For their study, the team went through almost 1,600 completed surveys from 55 countries. Half the participants were living in Australia and identified as female. Most cats were of mixed breed (76%) and lived exclusively indoors (67%). Overall, they found cat playfulness was significantly linked with higher cat quality of life scores.
Cat-guardian relationship scores were highest where both cat and guardian were reported to initiate play sessions. Being able to both initiate play and recognize initiation of play requires both cat and guardian to be observant and capable of comprehending each other’s communication signals, the researchers explained.
The study also showed that cats housed exclusively indoors had higher quality of life scores than cats with outdoor access.
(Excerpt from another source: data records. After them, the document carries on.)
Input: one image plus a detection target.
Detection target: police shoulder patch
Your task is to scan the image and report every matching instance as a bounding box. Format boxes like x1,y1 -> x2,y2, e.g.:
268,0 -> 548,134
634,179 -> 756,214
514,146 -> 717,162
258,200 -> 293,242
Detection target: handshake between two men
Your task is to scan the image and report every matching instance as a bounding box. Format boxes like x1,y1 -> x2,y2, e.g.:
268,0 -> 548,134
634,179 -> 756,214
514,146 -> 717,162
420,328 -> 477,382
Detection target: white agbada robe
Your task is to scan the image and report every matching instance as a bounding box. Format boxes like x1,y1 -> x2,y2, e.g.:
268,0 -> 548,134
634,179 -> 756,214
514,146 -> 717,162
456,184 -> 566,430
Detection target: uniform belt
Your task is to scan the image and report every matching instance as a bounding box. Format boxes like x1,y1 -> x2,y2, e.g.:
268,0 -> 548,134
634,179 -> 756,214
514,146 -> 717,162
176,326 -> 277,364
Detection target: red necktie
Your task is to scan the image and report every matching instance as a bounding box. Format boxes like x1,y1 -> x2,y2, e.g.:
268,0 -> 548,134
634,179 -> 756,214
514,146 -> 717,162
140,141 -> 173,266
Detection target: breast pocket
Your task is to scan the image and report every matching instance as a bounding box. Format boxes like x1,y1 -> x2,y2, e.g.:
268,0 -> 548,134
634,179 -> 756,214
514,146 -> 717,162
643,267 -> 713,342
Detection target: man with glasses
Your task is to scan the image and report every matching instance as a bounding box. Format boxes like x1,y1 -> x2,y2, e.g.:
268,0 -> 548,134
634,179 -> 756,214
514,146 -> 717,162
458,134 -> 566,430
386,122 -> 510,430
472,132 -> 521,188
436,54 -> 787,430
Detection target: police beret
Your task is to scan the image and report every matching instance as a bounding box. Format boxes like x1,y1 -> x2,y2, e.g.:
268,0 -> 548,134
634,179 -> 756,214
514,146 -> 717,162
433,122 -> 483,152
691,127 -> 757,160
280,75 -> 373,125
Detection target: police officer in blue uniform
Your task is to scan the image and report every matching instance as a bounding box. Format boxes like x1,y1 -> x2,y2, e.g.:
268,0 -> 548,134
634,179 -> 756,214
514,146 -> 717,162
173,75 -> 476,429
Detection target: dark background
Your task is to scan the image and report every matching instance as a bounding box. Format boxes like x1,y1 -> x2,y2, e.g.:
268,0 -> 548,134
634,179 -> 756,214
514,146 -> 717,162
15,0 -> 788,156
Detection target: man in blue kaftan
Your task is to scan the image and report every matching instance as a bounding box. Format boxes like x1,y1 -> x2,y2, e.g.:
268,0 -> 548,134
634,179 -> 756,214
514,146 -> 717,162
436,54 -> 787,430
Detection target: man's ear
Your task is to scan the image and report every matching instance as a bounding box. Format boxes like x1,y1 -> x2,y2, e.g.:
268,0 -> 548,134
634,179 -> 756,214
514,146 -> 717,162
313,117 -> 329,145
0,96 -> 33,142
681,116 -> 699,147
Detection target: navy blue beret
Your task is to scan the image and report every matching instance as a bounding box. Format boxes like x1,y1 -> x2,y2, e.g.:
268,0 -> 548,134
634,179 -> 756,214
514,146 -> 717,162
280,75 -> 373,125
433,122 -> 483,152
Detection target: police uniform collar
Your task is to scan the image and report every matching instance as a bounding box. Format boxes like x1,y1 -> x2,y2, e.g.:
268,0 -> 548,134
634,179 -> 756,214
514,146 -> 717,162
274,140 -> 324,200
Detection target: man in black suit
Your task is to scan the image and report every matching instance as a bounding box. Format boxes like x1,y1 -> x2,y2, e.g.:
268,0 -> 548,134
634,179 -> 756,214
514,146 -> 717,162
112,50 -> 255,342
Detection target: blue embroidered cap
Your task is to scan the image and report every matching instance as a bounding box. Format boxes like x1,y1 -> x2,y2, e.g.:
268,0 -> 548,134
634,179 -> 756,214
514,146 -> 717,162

Guardians who keep their cats indoors may have more opportunities to participate in enriching interactions such as playing and may also keep a closer eye on their cats’ nutrition, shelter, and physical and mental health.
In the surveys, study participants also reported that when play is withheld from cats, observable behavior changes occur that may indicate a decrease in welfare. Increased attention-seeking behavior, such as vocalization, could indicate that the cat is frustrated, a negative affective state that can impact its welfare, the researchers said.
While the study contributes to overall knowledge about cat welfare, it has a set of limitations, the researchers said. Survey respondents could be biased in their ability to assess behavior and be more dedicated in time and effort to their cats than the average cat guardian, Susan Hazel, who also worked on the study, said in a statement.
The study was published in the journal Animal Welfare.